Koczur: Initiative der Sozialdemokraten zur Vereinheitlichung der Tarifstrukturen der Verkehrsverbünde und der ÖBB

Preisunterschiede von mehr als 40 Prozent; unterschiedliche Gültigkeitsdauer, Kombination von Fahrkarten, mangelhafte Durchtarifierung

St. Pölten, (SPI) – "Die Tarifstrukturen der öffentlichen Verkehrsanbieter in Niederösterreich und in der Ostregion zeigen derzeit ein wenig service- bzw. kundenorientiertes, vor allem aber ein sehr verwirrendes Bild. In der Ostregion (Bundesländer Wien, NÖ, Bgld.) sind derzeit drei Tarifebenen existent – jene der ÖBB, jene des Verkehrsverbundes Ostregion (VOR) und jene des Verkehrsverbundes Niederösterreich-Burgenland (VVNB). So kann man bei den Fahrpreisen der ÖBB zu den VOR-Fahrkarten bei ein und derselben Strecke Preisunterschiede von mehr als 40 Prozent (!) feststellen, die Preisgestaltung ist damit nicht immer zum Vorteil des Kunden", kritisiert der Klubobmann der NÖ Sozialdemokraten, Abg. Anton Koczur.****

Während die ÖBB einen degressiven Kilometertarif mit Kilometerstaffelung (je weiter, desto billiger) verwendet, hat der VOR einen Flächenzonentarif mit 17,- Schilling Grundpreis pro Zone, welcher kreisförmig von der Kernzone in die Außenbezirke der Bundeshauptstadt – mit Stichzonen nach Niederösterreich (Westbahn bis St. Pölten, Franz-Josefs Bahn bis Sigmundsherberg, Südbahn bis Wr. Neustadt und RoeEE bis Sopron) – reicht. Die Tarifebene des VVNB wieder überlagert in weiten Bereich den VOR. Der VVNB wählte ein Tarifgruppensystem, d.h. mehrere Haltestellen werden zu einer Tarifgruppe zusammengefaßt und damit erfolgt die Tarifierung von Tarifgruppe zu Tarifgruppe.
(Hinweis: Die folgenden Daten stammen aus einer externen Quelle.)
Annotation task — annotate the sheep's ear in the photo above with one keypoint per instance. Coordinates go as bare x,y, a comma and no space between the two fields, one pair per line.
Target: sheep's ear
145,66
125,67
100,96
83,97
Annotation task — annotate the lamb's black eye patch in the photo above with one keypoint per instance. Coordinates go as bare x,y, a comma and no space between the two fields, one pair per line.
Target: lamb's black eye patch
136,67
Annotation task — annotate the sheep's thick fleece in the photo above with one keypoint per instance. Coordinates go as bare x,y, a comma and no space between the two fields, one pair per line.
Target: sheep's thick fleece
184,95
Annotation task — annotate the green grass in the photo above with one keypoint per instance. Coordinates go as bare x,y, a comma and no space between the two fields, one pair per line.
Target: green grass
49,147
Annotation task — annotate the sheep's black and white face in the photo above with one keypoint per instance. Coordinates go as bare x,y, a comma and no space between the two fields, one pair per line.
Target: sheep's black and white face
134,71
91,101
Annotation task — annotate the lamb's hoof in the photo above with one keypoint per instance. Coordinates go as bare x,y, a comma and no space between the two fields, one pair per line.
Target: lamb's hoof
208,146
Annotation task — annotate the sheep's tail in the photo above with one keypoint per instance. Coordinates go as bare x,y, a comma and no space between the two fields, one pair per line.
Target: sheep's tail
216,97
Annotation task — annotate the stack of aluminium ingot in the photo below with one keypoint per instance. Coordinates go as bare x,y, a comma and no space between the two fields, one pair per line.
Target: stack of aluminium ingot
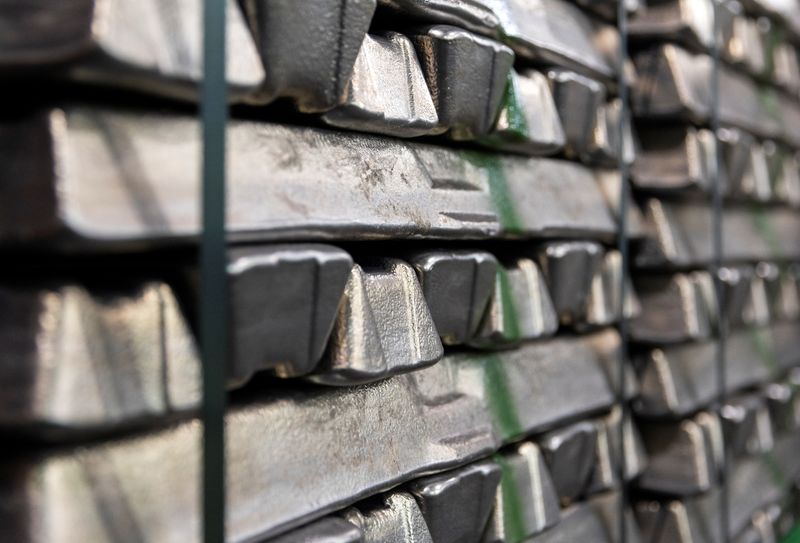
716,344
422,330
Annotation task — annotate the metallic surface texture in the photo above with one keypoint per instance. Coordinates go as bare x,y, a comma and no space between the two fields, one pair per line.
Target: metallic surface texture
327,530
675,159
301,474
466,75
675,82
609,457
526,503
387,93
526,391
746,425
277,321
528,121
683,456
569,454
148,45
577,98
555,32
569,269
126,351
393,189
395,520
457,286
519,309
457,504
673,309
688,21
680,379
383,327
308,47
578,523
680,234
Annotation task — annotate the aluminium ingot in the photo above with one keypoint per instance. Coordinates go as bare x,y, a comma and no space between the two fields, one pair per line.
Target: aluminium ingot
674,82
607,508
609,181
606,343
753,484
784,173
457,504
783,403
554,32
604,304
148,45
387,93
397,518
681,234
526,502
687,21
675,159
608,8
743,40
77,359
569,269
128,179
528,121
525,392
466,75
457,286
283,303
475,15
683,456
305,463
604,146
577,99
569,454
519,309
746,425
383,327
327,530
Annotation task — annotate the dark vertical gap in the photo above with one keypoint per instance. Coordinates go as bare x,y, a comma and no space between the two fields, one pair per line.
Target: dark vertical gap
716,225
213,299
622,246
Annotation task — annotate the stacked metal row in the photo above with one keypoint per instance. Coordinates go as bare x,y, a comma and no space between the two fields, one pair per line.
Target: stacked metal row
443,367
695,438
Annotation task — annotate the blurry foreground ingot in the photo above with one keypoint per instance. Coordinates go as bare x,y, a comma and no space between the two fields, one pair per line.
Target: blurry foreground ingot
383,327
519,309
526,502
387,93
127,179
398,518
466,75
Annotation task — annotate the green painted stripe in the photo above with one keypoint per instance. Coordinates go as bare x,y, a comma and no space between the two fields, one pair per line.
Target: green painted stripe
514,111
498,392
778,477
763,346
794,535
498,189
511,329
513,505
"Handlungsbedarf besteht nicht allein aufgrund des Umstandes, daß eine ÖBB Fahrkarte von Lunz am See nach Ybbsitz 100,- Schilling, eine VVNB-Fahrkarte auf der gleichen Strecke aber nur 66 Schilling kostet (Göstling/Ybbs – St. Georgen/Reith; ÖBB S 19,- ; VVNB S 25,-) und damit die Kunden oftmals unterschiedlich "zur Kasse gebeten werden", sondern auch aufgrund der unterschiedlichen Gültigkeit von Zeitkarten. Eine Wochenkarte der ÖBB läuft beispielsweise von "Dienstag bis Dienstag", jene im VOR hat als Gültigkeit eine Kalenderwoche. So mancher Pendler ist dabei schon unbewußt mit einer abgelaufenen und einer gültigen Fahrkarte unterwegs gewesen", so Koczur.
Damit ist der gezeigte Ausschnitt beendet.